Tra i tanti lacci e lacciuoli che questo Paese mette sul cammino della crescita e della competitività c’era fino a qualche giorno fa l’assurda pretesa che le assicurazioni risarciscano i danni. Ma per fortuna che c’è l’ Enrico il quale svelto svelto, da anatroccolo di palude, è riuscito a sanare questa stortura, almeno per quanto concerne la Rca: per rendere la vita facile al polo assicurativo di governo, ovvero La Unipol Sai, ma anche agli altri, ha inserito nel piano Destinazione Italia, un decretino (subito firmato dall’autista Napolitano) grazie al quale vengono di fatto cancellati i risarcimenti per “le lesioni di lieve entità”.
Così, non solo i colpi di frusta che sono il tipico strascico di incidenti anche lievi, ma anche una lunghissima serie di danni che non possono essere dimostrati strumentalmente, a meno che non si abbiano tac, radiografie ecografi e referti precedenti, sono escluse da ogni possibile rimborso. non basta la patologia conclamata.

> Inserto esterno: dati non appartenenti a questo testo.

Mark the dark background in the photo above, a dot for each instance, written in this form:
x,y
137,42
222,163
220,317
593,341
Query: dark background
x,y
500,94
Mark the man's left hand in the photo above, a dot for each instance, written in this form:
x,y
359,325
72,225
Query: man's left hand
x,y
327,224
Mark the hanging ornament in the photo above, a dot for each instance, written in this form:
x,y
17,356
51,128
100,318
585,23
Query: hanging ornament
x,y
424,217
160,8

Le compagnie di assicurazione che già godono del privilegio dell’obbligatorietà dell’assicurazione auto, potranno risparmiare fino al 50%. Così mentre i premi continuano ad aumentare le compagnie potranno fare bei soldoni perché se anche si stabilisse che la normativa è anticostituzionale, passerebbero parecchi anni prima di arrivare a una sua cancellazione.
Naturalmente la suprema giustificazione del settore assicurativo è che tutti devono pagare il peso di chi compie le piccole truffe, anche se poi la quantificazione di queste ultime è di fatto lasciata alla fantasia degli uffici stampa o alle necessità del momento e di solito viene attuata estendendo surrettiziamente alla popolazione generale il numero di frodi compiute da organizzazioni a delinquere. Tutte cose che per la verità esistono dovunque senza che questo porti allo svuotamento del senso stesso dell’assicurazione, come invece accade da noi nell’ineffabile circolo affari – politica.

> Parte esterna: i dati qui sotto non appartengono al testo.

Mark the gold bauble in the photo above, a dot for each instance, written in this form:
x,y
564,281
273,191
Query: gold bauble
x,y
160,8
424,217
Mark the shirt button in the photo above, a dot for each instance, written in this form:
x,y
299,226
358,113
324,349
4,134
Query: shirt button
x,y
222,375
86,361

La cosa singolare di tutto questo non è però l’ennesimo favore fatto ai potentati che alla fine dimostreranno in qualche modo la loro gratitudine, non è il disprezzo verso i cittadini che ormai è diventato quasi ostentato, ma il fatto che, raccogliendo a piene mani lo spirito del tempo, l’ultimo decreto comincia a togliere di fatto la copertura per i danni alla persona mentre invece lo mantiene per quelli, anche lievi, subiti dagli oggetti, cioè dai veicoli per i quali sarebbe facile ottenere consistenti risparmi per tutti generalizzando il sistema delle franchigie. L’idea di colpire i danni alla persona è una scelta civile ed economica che interviene nel momento in cui le persone hanno perso il loro valore.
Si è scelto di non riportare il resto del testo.